As the film follows Paul through his recovery, the viewer comes to relate with the experience of finding triumph in the smallest victories—a feeling Andrew and I have come to know well. He would text me to tell me a new muscle strand had started twitching or that he had stood for a total 30 seconds on his own. But at that place are big wins, likewise. Villena selected an impressive grouping to represent the chorus: author Annette Ross, who wrote a memoir after her injury; Chelsie Hill, who started a wheelchair dance team; Jesse Billauer, who became the adaptive world champion of surfing in 2015. As for Paul, he makes his fashion back onto the bike most a year subsequently his injury.
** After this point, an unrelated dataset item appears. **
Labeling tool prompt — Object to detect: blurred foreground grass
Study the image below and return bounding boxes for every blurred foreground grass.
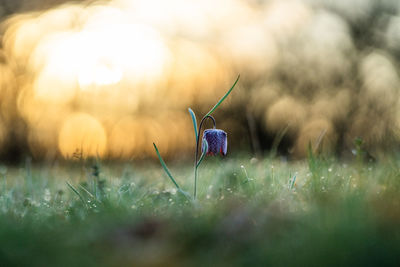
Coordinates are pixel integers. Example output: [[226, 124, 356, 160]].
[[0, 156, 400, 266]]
His first ride is captured on picture show, and his pure joy is palpable.

These moments, which are paired with a stirring merely not overly melodramatic soundtrack, are emotional, but information technology's more than than voyeuristic inspiration. Information technology'south a shared sense of triumph that'southward earned subsequently bearing witness to the hardships of this injury. And for anyone living with an SCI, the scenes of those in the chorus walking, playing basketball game, dancing, and riding a bike again are a powerful hope that your best days can yet lie earlier you.

Perhaps that is one of the greatest accomplishments of this film, that it manages to speak to both audiences. Andrew and I know this because we've seen the film twice. The beginning time, nosotros were deeply affected by the experience and conclusion of this community. We learned that, with resolve, life in a wheelchair could in fact be richer and more cute than life earlier it. We saw that it's a defect, a issues coded into our human nature, that we never know how to truly appreciate what we have until we lose it.

The second time we watched the moving-picture show, ii weeks before information technology aired on HBO and three months after our own SCI journey began, we were searching for the mutual threads betwixt our story and those of others who had been through information technology before. This time we were hunting for clues that would show us the manner forrad. We cried when nosotros saw them over and over.

Paul Basagoitia wanted to be a guide for how to beat out a spinal-string injury. With Any One of Us, he ended up creating a guide for how to live. This pic is more than an inspirational story. It is a testimony. It is a map through hell. It is a gift of hope.